Infant’s death accidental, contends Jacksonville man charged with capital murder

Jacksonville man claims that child’s death was accidental

Prosecutors can't prove a Jacksonville man murdered his infant son, the 26-year-old defendant's lawyer told a Pulaski County jury on Tuesday, describing the baby's death as accidental or, at worst, negligent.

Kevonce Lamont Ephriam is charged with capital murder and faces a life sentence. Attorney Jimmy Morris said in opening statements that prosecutors lack evidence to show Ephriam deliberately killed the 3-month-old boy, Kassius "Kash" Ephriam, in February 2020 at Ephriam's Darryl Court home.

Ephriam's trial, scheduled to resume at 9 a.m. today, is expected to run until Thursday. Morris urged jurors to pay close attention to the testimony and evidence, saying none of it would live up to prosecution claims Ephriam had intentionally killed the baby.

In turn, deputy prosecutor Beth Kanopsic told the 10-woman, two-man jury seated before Circuit Judge Karen Whatley that Kassius was subjected to a bone-breaking, skin-scraping ordeal in which he was "forcibly and violently smothered" in a crushing attack that broke the 12-pound infant's back.

Doctors agree a baby that young could not have inflicted the injuries himself, she said. The baby's mother had dropped Kassius off healthy and happy at his father's three days before he died, and Ephriam admits he was the only other person with the infant in the last hours of his life, the prosecutor said.

Further, Ephriam had quarreled with the baby's mother the night before, in part because she owed him $20 and couldn't immediately repay it, Kanopsic said. He'd threatened both mother and child the night before the baby was found dead at Ephriam's home, she said.

Police called to the Ephriam home found the baby without a pulse but with his body still warm enough that they hoped firefighters could revive him, according to Logan Kulesa, the first officer on the scene. He said he found Ephriam performing two-finger chest compressions on the bloody nosed baby, telling jurors he sent the man away to take over resuscitation efforts because he didn't think Ephriam was trying hard enough.

"Not aggressively at all," Kulesa told jurors when asked to describe Ephriam's efforts. "The best way I could describe it was very light."

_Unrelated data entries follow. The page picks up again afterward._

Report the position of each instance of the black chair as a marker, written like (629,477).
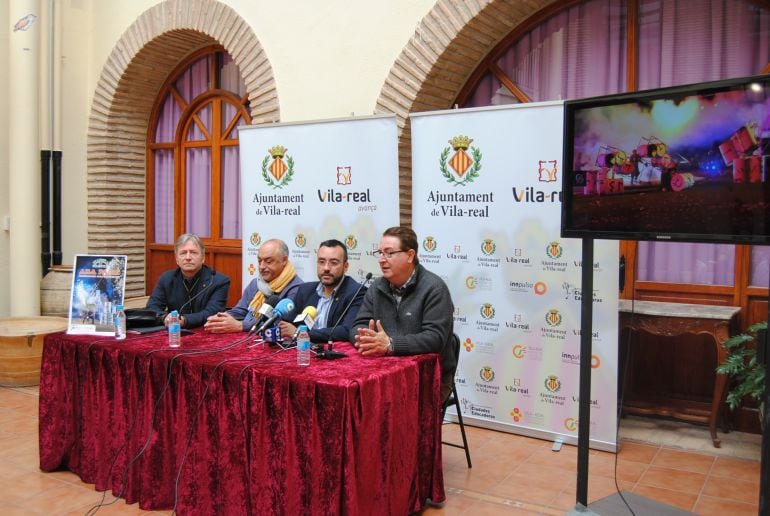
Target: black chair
(453,399)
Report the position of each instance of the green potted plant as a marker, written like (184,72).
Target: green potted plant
(746,372)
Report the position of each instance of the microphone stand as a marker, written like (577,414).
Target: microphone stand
(328,353)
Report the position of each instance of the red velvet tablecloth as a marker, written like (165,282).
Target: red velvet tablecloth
(246,431)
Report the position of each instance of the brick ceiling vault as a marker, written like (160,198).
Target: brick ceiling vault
(125,91)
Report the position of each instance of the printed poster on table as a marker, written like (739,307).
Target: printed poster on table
(312,181)
(487,210)
(98,285)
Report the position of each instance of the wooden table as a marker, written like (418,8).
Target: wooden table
(215,427)
(674,319)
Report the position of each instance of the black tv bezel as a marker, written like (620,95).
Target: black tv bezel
(571,106)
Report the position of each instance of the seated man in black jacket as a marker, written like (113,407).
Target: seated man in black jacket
(330,295)
(193,289)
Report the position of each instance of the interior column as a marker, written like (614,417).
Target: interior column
(24,158)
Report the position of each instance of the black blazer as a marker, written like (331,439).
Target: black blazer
(207,297)
(307,296)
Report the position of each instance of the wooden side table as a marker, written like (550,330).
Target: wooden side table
(671,320)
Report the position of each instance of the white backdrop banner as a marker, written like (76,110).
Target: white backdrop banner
(487,208)
(308,182)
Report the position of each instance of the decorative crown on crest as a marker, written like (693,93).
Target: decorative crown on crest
(277,151)
(461,142)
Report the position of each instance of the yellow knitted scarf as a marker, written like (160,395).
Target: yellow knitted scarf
(277,286)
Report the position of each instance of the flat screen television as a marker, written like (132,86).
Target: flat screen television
(687,163)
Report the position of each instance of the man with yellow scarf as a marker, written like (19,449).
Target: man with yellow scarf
(276,277)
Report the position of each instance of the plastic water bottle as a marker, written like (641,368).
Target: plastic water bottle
(174,329)
(120,323)
(303,346)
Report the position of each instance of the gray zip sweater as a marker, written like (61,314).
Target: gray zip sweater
(422,323)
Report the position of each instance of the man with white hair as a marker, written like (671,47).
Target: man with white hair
(277,277)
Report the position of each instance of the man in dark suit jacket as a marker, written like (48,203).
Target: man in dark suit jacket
(193,289)
(330,295)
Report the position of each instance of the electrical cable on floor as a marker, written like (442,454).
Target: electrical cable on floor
(622,394)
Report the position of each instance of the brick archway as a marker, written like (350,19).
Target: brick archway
(117,127)
(449,43)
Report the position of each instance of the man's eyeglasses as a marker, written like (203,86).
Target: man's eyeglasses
(387,254)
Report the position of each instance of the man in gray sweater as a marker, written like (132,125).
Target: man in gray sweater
(407,311)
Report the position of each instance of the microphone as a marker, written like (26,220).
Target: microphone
(282,308)
(265,312)
(328,353)
(307,317)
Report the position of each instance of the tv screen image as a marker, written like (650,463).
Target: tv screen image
(688,163)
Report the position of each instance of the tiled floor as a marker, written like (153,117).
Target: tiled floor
(511,474)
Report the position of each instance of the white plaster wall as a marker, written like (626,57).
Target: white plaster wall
(5,25)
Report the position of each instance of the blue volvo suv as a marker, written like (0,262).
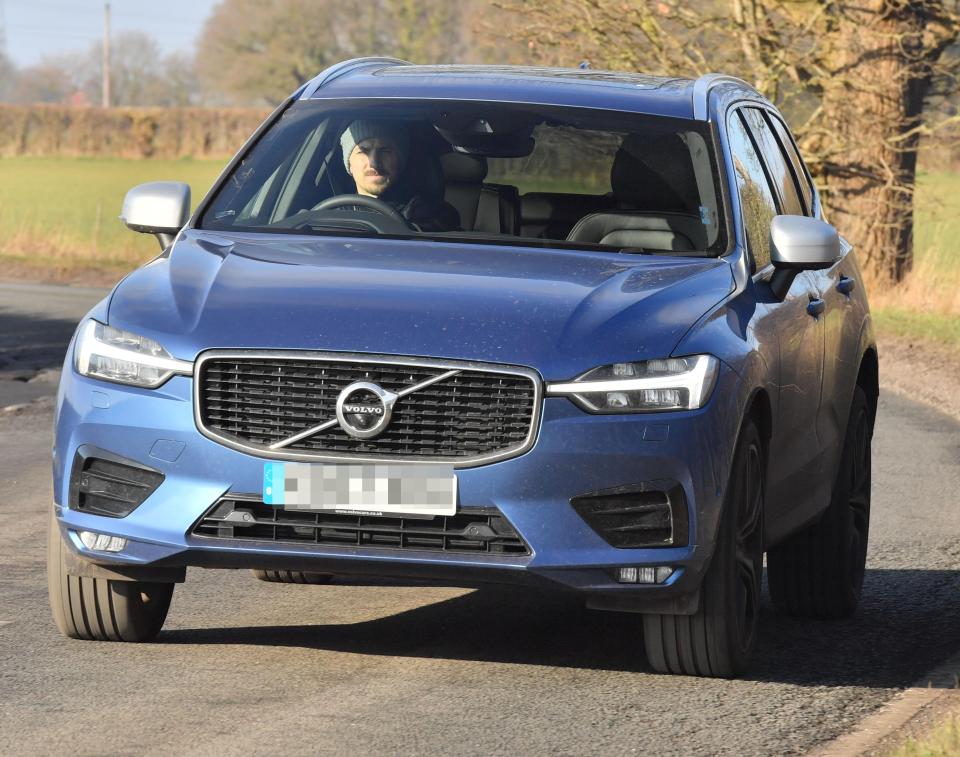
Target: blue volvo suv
(563,328)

Kassius' mother testified the baby had just gotten over a minor cold two days before she took him to stay with his father, telling jurors Ephriam regularly cared for the boy at his home. Undrea Nicole Brown, a mother of three sons, said the baby, her youngest child, was a happy baby who barely cried.

Kassius had been with Ephriam for three days before he died. Brown told jurors she and Ephriam had argued the night before in phone calls and text messages because Ephriam had given her $20 when she dropped off Kassius and wanted her to repay him when she picked up the baby. Brown, 28, said she didn't have the money and was struggling to find someone to drive her to Ephriam's home to pick up the baby.

"He was upset because he said he had to go to work and I didn't have a legit ride,"she said.

She said she could have gotten a lift from a male friend that night to retrieve the baby but Ephriam told her not to bring a strange man to his house to collect his child. He also told her he would not give up the baby until she gave him the money, Brown told jurors. She said that if he didn't give her the child when she got there, she would "put the police in his life" in one text message.

Brown said Ephriam indicated he might hurt the child when she asked him if he would do something to the child but struggled to explain how she came to ask that question beyond saying the two were "just arguing."

"When I asked him if he was going to hurt my baby, he said, 'I might,'" she testified. "I really didn't have a reason to ask."

On cross-examination, Brown said the pair never lived together and had a provocative relationship, regularly digging at each other to get a reaction. Brown said she didn't take Ephriam's threats against her and Kassius seriously because he regularly talked to her like that.

Brown said the only noticeable marks on the baby's body that last time she saw him were a patch of dried skin on his nose, a mostly healed scratch on one cheek caused by him scratching himself and a bowel-surgery scar on his abdomen from when he was less than a month old.

Dr. Jennifer Forsyth, the state medical examiner who performed the autopsy on the baby, documented numerous scrapes, cuts and bruises to the baby's head, face, neck and torso, some of them visible with others found under the skin, including near his heart and on his tongue. She also noted that the boy's philtrum -- the cleft above the upper lip -- had been torn.

She said Kassius also suffered from fractured ribs and a fractured vertebrae in the middle of his back, acknowledging that some of his injuries could have been caused by resuscitation efforts.